Die Medienfrage selbst wird in den kommenden Tagen, da der Konflikt zwischen der Regierung und CNN ansteigt, dringend diskutiert werden. Auch hier ist die Rolle der privaten Medien, die 2002 aktiv als Speerspitze des Putsches wirkten, bei den Bemühungen um einen Ausgleich zwischen Pressefreiheit und Medienverantwortung von großer Bedeutung (eine Spannung, die nicht vermieden wird, indem man so tut, als ob dies nicht existiert). Aber diese losen Fäden verneinen nicht die Vordringlichkeit des Satzes, den die revolutionäre Basis gegenüber jenen verwendet, die sie einst regierten, und die heute versuchen, es wieder zu tun, unabhängig von der Zahl der Todesopfer: No volverán, sie werden nicht wiederkommen.

Venezuela ist in der Tat an einem Scheideweg – mit den Worten des intellektuellen Aktivisten Roland Denis: "Llegado al llegadero, beim Unvermeidlichen angekommen." Es ist der Punkt, an dem der Bolivarische Prozess selbst – Sozialismus in einer kapitalistischen Gesellschaft, aufblühende direkte Demokratie in einer liberal-demokratischen Hülle – nicht überleben kann, ohne entschieden zu einer Seite oder der anderen vorzupreschen: sozialistischer, demokratischer, kurz gesagt, radikaler. Dies ist nicht einfach ein Kreuzweg zwischen zwei möglichen Formen der Regierung von oben: der Regierung Maduro oder ihrer hypothetischen rechten Alternative. Es ist vielmehr eine Frage, entweder nach vorn zu drängen beim Aufbau einer revolutionären Gesellschaft, oder die Zukunft denen wieder zu überantworten, die nur an die Vergangenheit denken können, und die versuchen werden, die historische Dialektik auf sich selbst zurückzuwerfen, wenn erforderlich geschlagen und blutig.

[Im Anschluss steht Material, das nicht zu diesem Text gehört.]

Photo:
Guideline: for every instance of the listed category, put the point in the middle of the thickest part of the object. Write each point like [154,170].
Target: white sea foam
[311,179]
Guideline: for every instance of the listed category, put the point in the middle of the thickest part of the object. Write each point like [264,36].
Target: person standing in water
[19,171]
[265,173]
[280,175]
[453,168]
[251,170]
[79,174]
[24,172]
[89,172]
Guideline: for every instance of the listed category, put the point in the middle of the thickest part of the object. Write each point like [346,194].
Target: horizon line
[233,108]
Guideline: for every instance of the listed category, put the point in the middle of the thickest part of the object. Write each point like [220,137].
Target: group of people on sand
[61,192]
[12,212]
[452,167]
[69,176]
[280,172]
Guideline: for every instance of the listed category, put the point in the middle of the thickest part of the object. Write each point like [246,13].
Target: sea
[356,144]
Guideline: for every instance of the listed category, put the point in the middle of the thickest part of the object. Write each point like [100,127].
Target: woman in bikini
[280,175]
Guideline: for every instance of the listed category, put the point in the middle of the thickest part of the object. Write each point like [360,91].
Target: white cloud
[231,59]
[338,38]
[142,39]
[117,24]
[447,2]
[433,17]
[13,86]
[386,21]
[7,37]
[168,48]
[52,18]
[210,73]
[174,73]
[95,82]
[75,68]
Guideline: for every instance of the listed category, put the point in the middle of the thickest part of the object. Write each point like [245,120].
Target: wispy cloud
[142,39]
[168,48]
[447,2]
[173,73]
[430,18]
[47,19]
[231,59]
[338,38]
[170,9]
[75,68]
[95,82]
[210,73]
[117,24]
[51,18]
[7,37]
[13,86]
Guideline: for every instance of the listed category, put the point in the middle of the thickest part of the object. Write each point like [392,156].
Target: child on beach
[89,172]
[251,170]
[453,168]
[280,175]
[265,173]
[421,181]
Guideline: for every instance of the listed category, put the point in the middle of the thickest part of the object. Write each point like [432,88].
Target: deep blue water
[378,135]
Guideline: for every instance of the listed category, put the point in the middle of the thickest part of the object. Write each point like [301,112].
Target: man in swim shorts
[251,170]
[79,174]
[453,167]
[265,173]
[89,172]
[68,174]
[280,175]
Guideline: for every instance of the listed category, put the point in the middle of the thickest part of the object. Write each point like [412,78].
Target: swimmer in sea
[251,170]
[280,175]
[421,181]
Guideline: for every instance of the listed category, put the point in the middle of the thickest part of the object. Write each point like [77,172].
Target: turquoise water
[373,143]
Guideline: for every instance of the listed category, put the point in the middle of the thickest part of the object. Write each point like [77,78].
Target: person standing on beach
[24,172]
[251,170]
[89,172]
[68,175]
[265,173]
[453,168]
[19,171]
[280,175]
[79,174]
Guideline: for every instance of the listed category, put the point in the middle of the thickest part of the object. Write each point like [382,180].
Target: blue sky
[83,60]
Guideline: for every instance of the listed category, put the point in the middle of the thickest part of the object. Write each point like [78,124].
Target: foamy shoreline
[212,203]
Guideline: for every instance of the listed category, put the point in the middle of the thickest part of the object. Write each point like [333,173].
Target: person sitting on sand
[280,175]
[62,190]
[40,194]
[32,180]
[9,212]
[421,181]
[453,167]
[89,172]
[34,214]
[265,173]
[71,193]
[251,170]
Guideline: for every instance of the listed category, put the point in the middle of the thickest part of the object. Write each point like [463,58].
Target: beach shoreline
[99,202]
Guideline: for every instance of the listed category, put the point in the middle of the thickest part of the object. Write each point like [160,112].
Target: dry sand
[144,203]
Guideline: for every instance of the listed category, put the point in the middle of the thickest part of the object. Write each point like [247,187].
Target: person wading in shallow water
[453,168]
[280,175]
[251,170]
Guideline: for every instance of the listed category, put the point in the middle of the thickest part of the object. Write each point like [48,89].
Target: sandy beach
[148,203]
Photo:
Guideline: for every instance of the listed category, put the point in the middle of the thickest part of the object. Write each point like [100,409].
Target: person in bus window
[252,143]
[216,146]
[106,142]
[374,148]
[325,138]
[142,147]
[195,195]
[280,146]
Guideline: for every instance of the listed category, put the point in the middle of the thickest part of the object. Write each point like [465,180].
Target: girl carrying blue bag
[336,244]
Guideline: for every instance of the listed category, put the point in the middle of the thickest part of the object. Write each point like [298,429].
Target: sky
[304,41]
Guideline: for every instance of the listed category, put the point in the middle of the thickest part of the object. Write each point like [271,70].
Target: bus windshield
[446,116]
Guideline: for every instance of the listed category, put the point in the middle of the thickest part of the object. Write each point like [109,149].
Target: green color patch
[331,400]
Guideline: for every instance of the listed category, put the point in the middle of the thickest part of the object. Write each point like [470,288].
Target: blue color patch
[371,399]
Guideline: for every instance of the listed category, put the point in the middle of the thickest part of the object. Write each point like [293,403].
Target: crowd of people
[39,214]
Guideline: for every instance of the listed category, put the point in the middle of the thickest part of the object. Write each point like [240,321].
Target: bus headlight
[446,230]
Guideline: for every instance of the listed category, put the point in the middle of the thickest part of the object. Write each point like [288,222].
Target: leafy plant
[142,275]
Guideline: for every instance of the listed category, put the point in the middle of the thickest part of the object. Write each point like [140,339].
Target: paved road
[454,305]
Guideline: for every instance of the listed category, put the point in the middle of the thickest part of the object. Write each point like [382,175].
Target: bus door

Der einzige Ausweg ist der erste, personifiziert in den mehr als 40.000 Kommunalräten (Consejos Comunales), die Venezuela überziehen, in den Arbeiterräten, Volksorganisationen, afro- und indigenen Bewegungen, Frauen- und Transgender-Bewegungen. Es sind diese Bewegungen, die gekämpft haben, um, mit den Worten von Greg Grandin, aus Venezuela "das demokratischste Land in der westlichen Hemisphäre" zu machen. Und es sind diese Bewegungen, die – hart arbeitend am Rad der Geschichte – die einzigen Garanten des Fortschritts sind.


George Ciccariello-Maher arbeitet als Professor für Geschichte und Politik an der Drexler-Universität in Philadelphia, USA.